I don’t really know but I do know that when I get stresses or anxious I notice my chest tightening and I have a shortness of breathe.

Is that asthma, is that like your asthma?  My doctor seems to think so!

I never thought of having asthma, I really didn’t want it; are you like that?

If you’re interested this is what I’ve learnt about managing asthma, this took me a few years, it’s a slow process with many hour practice, keep taking the inhalers.

1. Stop and notice when your asthma rises

Just let it happen as it normally does and take you medication as you normally do, but notice what your thoughts were when you notice your asthma rising.

  • Was something bothering you?
  • Were you about to do something you didn’t want to do?
  • Was something getting awkward?

For the first few times this is probably enough. Remember not to rush, noticing is important, perhaps write a diary of what you were feeling, you may be able to notice a pattern.

2. Do something different

Hopefully you have noticed a pattern; something has bothered you, you have reacted which resulted in your asthma rising. Perhaps you could react differently, not getting vexed or angry, what about having the opposite reaction or just notice you’re being bothered and not reacting, staying neutral. Maybe its worth an experiment to see what happens, remember your inhaler is always available so use it when you need it.

As with step 1, this will take time and you will get it wrong, remember getting thing wrong is a learning experience that you can learn from.

Remember this takes time so don’t rush or put yourself in danger.

3. What are you thinking

Where are you when your asthma rises? This is a time question.

Was it just the thought of doing something stressful. Perhaps you notice that you were thinking into the future, instead could you think about now instead. The future may be less stressful if you think about what is happening now.

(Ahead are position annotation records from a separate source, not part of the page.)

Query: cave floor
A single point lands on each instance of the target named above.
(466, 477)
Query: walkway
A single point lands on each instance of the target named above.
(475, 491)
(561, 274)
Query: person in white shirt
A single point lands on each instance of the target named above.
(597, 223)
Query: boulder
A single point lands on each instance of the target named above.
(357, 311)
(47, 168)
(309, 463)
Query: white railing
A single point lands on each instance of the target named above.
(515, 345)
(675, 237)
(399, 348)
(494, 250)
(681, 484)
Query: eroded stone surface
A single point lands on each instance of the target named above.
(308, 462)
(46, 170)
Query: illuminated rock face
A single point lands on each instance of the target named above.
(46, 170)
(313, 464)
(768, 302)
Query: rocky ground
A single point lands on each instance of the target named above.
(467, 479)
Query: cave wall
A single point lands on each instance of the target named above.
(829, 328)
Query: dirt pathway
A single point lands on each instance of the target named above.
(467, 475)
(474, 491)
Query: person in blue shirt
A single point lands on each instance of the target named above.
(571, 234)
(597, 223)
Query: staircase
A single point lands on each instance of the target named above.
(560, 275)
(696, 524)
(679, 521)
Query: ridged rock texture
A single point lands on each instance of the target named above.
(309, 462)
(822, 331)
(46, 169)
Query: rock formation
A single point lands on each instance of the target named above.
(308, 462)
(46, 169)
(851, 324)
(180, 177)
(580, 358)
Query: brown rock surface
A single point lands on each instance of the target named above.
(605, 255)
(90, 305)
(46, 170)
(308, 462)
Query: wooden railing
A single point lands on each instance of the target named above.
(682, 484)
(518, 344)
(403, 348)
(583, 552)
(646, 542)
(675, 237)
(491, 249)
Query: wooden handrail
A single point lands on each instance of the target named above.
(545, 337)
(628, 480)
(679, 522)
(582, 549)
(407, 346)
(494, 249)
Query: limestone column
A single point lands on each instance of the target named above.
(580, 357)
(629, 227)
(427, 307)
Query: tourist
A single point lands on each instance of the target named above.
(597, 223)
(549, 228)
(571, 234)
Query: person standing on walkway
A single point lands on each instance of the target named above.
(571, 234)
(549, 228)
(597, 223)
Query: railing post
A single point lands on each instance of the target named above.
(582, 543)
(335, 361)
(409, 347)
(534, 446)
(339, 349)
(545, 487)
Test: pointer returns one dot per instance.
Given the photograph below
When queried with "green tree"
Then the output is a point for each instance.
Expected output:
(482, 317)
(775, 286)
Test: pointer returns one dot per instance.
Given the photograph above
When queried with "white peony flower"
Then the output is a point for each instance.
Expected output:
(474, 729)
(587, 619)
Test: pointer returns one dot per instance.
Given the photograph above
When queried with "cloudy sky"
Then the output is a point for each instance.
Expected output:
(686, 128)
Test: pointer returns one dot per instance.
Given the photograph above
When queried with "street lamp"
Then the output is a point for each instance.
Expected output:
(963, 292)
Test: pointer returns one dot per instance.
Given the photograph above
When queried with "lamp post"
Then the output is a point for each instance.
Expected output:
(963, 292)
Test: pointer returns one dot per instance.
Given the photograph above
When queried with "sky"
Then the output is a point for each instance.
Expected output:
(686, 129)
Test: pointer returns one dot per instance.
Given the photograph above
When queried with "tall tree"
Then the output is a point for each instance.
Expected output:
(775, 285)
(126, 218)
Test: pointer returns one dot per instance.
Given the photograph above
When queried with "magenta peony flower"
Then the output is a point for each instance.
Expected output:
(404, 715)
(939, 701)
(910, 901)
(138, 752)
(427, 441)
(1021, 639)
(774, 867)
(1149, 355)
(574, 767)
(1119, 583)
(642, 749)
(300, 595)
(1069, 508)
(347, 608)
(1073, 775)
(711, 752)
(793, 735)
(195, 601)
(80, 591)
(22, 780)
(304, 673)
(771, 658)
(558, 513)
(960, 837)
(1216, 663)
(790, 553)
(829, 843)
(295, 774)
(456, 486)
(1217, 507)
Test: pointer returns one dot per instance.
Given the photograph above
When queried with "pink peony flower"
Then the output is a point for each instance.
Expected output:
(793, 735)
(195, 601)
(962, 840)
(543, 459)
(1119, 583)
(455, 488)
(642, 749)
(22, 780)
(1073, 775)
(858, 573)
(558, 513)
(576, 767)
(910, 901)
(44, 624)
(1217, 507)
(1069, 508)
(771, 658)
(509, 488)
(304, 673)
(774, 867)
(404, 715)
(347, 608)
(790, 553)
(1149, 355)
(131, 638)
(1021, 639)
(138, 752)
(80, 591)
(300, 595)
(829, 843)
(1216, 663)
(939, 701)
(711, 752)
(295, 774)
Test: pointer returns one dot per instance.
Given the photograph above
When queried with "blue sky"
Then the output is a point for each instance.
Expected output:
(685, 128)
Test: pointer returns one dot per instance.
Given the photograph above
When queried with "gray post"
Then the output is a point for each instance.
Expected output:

This does take practice, notice your surroundings, become interested in something you can  see, hear, smell or touch, just enjoy being here now. Did you notice a change in your asthma rising. Don’t rush anything, and be safe.

4. Let the ground support you

I noticed with my asthma attacks I don’t really know where I was, sort of floating around in a panic and not feeling to well. Perhaps ask yourself if the ground is supporting you, it could be a chair or bed, the thought is that I can feel my weight being supported from the ground, feel nice and heavy.

5. Let my head be light on top of my spine

Now that you can feel your weight being support by the ground perhaps you could have the opposite thought that my head is free to move on top of my neck. This will activate your postural reflex, you may notice a lightness in yourself and your breathing may become a little easier. Remember this all times time and you need to keep working thought the steps starting at 1.

Only practice these steps when it is save to do so and always use your medicine as prescribed.